Superfusion culture method enables precise control of stimuli (e.g., light and NE) and dense sampling, making time-course effects clear. At the same time, it is a simplified model that lacks whole-body signals (such as circulating catecholamines and glucocorticoids) and may alter local paracrine interactions. I therefore treat estimates of light and NE responsiveness as conservative relative to in vivo conditions. It is reassuring that the core phenomena observed here—the emergence and light entrainment of the rhythm and NE-mediated inhibition—align with reports from intact preparations, which supports the interpretation while making the model’s boundaries explicit.
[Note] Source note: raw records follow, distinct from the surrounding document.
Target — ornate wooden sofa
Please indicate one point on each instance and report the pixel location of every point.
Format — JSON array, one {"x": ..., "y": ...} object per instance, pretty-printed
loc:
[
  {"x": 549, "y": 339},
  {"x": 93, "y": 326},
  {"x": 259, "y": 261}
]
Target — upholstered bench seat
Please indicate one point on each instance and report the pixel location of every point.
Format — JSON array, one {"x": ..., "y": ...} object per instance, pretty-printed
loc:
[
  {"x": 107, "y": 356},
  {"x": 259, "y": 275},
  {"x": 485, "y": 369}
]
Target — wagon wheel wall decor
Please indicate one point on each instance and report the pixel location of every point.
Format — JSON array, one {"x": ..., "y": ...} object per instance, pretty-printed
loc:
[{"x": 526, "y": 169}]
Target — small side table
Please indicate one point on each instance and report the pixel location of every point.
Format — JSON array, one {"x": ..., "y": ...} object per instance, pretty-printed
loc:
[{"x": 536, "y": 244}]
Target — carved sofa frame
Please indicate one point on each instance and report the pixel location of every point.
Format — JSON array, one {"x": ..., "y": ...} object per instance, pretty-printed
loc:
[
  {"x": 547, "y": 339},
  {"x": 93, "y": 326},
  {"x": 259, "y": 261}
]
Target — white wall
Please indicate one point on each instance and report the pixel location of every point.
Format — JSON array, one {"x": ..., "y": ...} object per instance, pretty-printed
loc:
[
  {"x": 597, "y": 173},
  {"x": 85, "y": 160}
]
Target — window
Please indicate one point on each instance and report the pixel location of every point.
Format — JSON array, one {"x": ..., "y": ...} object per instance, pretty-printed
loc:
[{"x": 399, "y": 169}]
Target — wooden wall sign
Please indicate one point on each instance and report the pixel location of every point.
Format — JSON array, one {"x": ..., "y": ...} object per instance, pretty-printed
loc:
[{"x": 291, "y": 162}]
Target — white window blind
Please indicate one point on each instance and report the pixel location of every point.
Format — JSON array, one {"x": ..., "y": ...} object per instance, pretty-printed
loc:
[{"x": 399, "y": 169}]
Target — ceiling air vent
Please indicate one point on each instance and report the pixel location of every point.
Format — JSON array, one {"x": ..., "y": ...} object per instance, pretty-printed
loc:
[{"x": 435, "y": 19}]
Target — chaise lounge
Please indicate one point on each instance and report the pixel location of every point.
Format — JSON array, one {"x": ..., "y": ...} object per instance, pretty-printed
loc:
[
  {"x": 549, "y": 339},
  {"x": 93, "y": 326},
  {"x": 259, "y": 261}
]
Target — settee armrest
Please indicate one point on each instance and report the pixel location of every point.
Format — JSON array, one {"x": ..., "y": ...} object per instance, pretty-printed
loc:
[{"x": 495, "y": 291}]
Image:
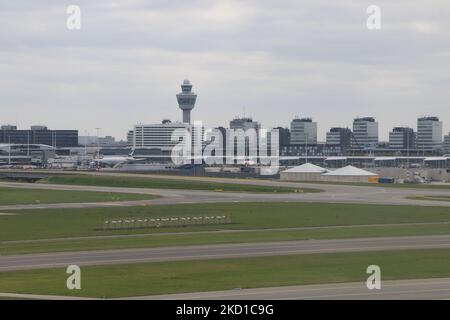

Overall, these findings fill a clear gap in understanding avian pineal development and its chronobiological regulation. They show that the embryonic turkey pineal reaches a functional state that permits light-dependent and neurochemical control of melatonin well before hatching. The study provides the first coherent characterization of secretion dynamics and regulatory features in turkey embryos, offering a practical framework for timing and assessing functional maturation in avian pineal tissue.

5. Conclusions

This study demonstrates that MLT secretion in the embryonic turkey pineal gland incubated in the superfusion culture and assay conditions employed could be reliably measured for the first time on embryonic day 22 (ED 22). From this stage onward, turkey pinealocytes exhibited all key features of post-hatching pineal function—clear photosensitivity, an active endogenous oscillator, and strong responsiveness to NE-mediated inhibition. The presence of these mechanisms from the onset of MLT secretion indicates that the cellular and molecular systems underlying circadian control are established before hatching. These results suggest that the essential functional characteristics of pineal regulation are evident by ED 22, i.e., well before hatching. Secretion at earlier stages cannot be excluded. To pinpoint the onset of measurable secretion and clarify its mechanistic basis, finer-grained staging under identical conditions will be needed.